Bene, si dirà. Sì, se però non si ripetono gli sbagli commessi nel passato in occasione di provvedimenti di clemenza. E, soprattutto, se si evita l’errore capitale di non capire che non ci può essere iniziativa svuota carceri giusta senza una contemporanea riforma complessiva della giustizia. Anzi, senza capire che solo una riforma vera può ridurre in modo strutturale il numero dei carcerati. Perché se è vero, come purtroppo è vero, che quasi la metà dell’attuale popolazione carceraria – per la precisione il 41,2 per cento – è in attesa di giudizio, è facile capire che è solo cancellando questa mostruosità della reclusione preventiva che si può combattere in modo serio e duraturo l’affollamento. Imputati in detenzione preventiva che avrebbero diritto a un processo rapido, che invece dura anni, e che potrebbero essere liberati su cauzione, se solo s’introducesse nel nostro ordinamento lo strumento della cauzione, salvo i casi di reale pericolosità. Nello stesso tempo, invece, gli imputati realmente pericolosi vengono liberati perché la giustizia è incapace di giudicarli in tempi ragionevoli.

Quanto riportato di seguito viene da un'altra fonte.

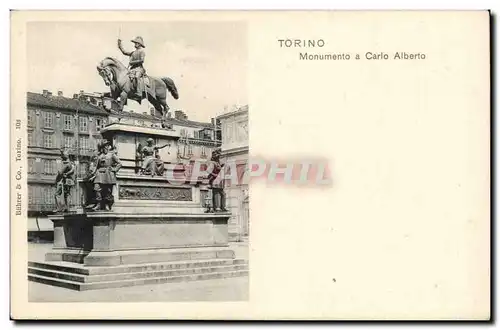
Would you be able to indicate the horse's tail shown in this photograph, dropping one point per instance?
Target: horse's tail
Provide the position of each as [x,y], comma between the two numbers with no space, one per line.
[171,87]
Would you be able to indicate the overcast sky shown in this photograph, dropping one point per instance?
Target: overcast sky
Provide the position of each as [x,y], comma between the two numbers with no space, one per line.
[206,60]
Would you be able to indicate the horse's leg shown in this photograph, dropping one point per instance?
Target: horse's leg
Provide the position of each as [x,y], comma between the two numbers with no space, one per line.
[123,99]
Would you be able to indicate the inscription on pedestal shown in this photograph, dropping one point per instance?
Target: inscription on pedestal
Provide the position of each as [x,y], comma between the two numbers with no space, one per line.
[155,193]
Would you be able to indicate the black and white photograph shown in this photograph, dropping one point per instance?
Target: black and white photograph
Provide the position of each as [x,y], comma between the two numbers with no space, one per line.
[130,127]
[312,165]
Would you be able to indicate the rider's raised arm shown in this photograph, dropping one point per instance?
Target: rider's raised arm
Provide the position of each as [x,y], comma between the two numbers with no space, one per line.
[123,50]
[139,60]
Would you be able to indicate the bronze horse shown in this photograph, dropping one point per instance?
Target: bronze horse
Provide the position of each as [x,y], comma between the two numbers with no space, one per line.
[115,75]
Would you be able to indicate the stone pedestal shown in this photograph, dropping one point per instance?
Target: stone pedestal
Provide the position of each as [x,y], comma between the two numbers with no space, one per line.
[114,239]
[157,231]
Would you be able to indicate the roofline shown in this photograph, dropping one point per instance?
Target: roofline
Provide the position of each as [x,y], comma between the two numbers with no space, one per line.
[52,107]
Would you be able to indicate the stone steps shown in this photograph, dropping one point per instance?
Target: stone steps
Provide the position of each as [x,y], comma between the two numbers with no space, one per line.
[73,277]
[70,267]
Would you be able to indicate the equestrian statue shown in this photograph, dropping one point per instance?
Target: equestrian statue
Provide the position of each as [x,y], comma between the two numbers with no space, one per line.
[133,82]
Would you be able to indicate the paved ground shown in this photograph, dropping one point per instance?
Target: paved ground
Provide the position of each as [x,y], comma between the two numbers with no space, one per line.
[232,289]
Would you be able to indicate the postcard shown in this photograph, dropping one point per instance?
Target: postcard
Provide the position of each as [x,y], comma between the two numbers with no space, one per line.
[250,165]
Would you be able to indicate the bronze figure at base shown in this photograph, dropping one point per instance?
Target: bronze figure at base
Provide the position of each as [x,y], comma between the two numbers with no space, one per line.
[216,185]
[102,179]
[152,163]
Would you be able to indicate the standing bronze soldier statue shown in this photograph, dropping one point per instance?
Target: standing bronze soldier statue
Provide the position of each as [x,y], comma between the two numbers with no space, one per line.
[217,187]
[152,163]
[108,164]
[136,68]
[65,180]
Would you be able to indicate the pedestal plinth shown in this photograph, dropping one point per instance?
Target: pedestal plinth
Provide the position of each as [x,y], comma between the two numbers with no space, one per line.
[114,239]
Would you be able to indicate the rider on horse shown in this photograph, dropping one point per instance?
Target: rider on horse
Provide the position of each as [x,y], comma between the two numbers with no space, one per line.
[136,62]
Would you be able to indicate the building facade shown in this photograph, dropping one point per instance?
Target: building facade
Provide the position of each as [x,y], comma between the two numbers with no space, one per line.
[56,122]
[234,127]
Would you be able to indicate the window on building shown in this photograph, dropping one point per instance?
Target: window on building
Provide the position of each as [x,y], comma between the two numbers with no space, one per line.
[48,196]
[84,124]
[31,165]
[31,118]
[84,143]
[68,142]
[49,166]
[68,122]
[30,139]
[48,140]
[48,119]
[82,169]
[30,195]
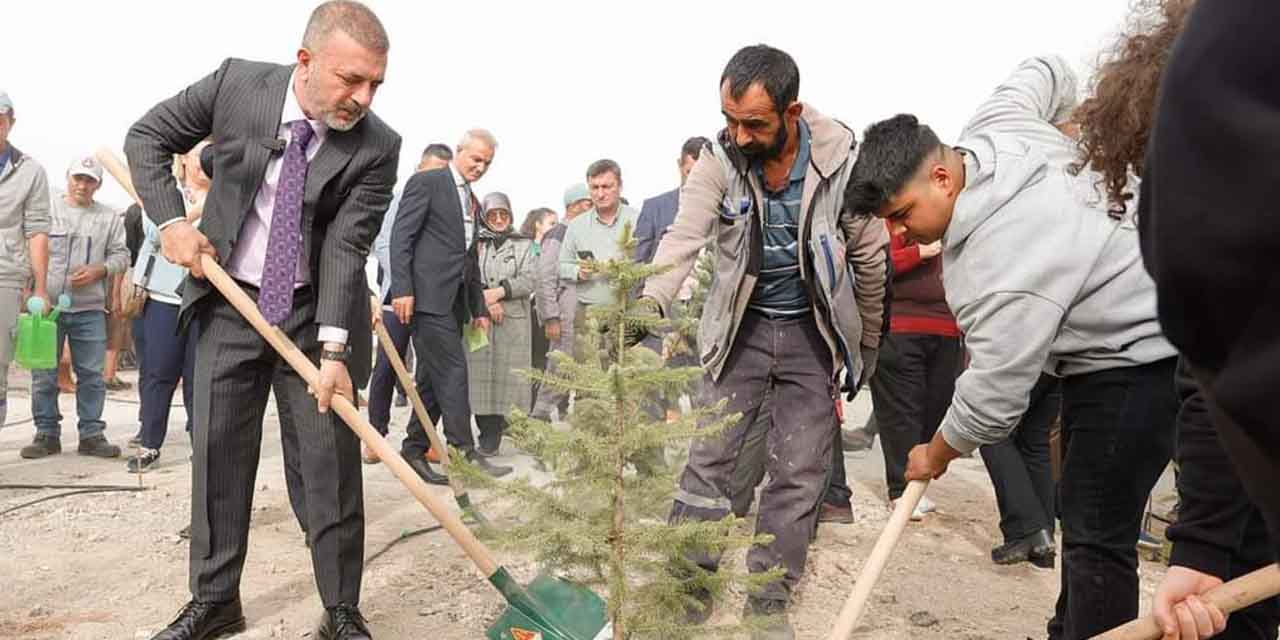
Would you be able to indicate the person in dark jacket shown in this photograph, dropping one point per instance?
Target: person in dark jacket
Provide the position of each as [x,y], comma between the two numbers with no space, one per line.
[1210,304]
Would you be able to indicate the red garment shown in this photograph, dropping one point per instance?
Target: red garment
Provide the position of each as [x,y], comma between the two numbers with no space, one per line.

Insomma, tolta la folla di chi sconta una pena che non gli è mai stata comminata, il problema sarebbe risolto. E a quel punto l’amnistia – non l’indulto, che già nel 2006 ha dato cattiva prova – è necessaria non per le carceri, bensì per salvare la riforma dalle macerie dello spaventoso arretrato che concorre a rendere ingiusta la nostra giustizia. Ma questo presuppone che la riforma sia stata fatta, o quantomeno che marci parallelamente.
Cosa può fare la magistratura
Proprio per questo è ora che la questione giustizia sia posta all’attenzione della politica da imprenditori e lavoratori. Se Confindustria e sindacati s’impegnassero a premere perché il governo inserisca la riforma nell’agenda delle cose prioritarie da fare, derubricando l’equivalenza giustizia=Berlusconi, forse tutto cambierebbe. D’altra parte, la necessità di considerare il sistema giudiziario come uno dei fattori cruciali della competitività di un sistema-paese, e di conseguenza rendere il nostro maggiormente efficiente, è cosa sempre più avvertita dagli imprenditori. Non solo per il carico economico che devono sopportare ma, soprattutto, per il fatto che il cattivo funzionamento della giustizia costituisce un grosso ostacolo che allontana gli investitori stranieri dall’Italia.
Certo, molto aiuterebbe se in seno alla magistratura emergesse quella corrente di pensiero – finora rimasta underground, ma molto più diffusa di quanto non si creda – che considera un errore, per la categoria e per la giustizia, il prevalere di quell’anima movimentista e giacobina che ha voluto ingaggiare una battaglia contro il potere legislativo e contro l’esecutivo, teorizzando il principio della giurisprudenza evolutiva con funzione latamente legislativa. Un’evoluzione, culturale prima ancora che pratica, che a sua aiuterebbe il potere politico a rendersi forte, riformatore, illuminato, liberale e lungimirante. Cioè le qualità che occorrono a una classe politica e a un ceto di governo per fare ciò che in vent’anni nessuno è stato capace di fare.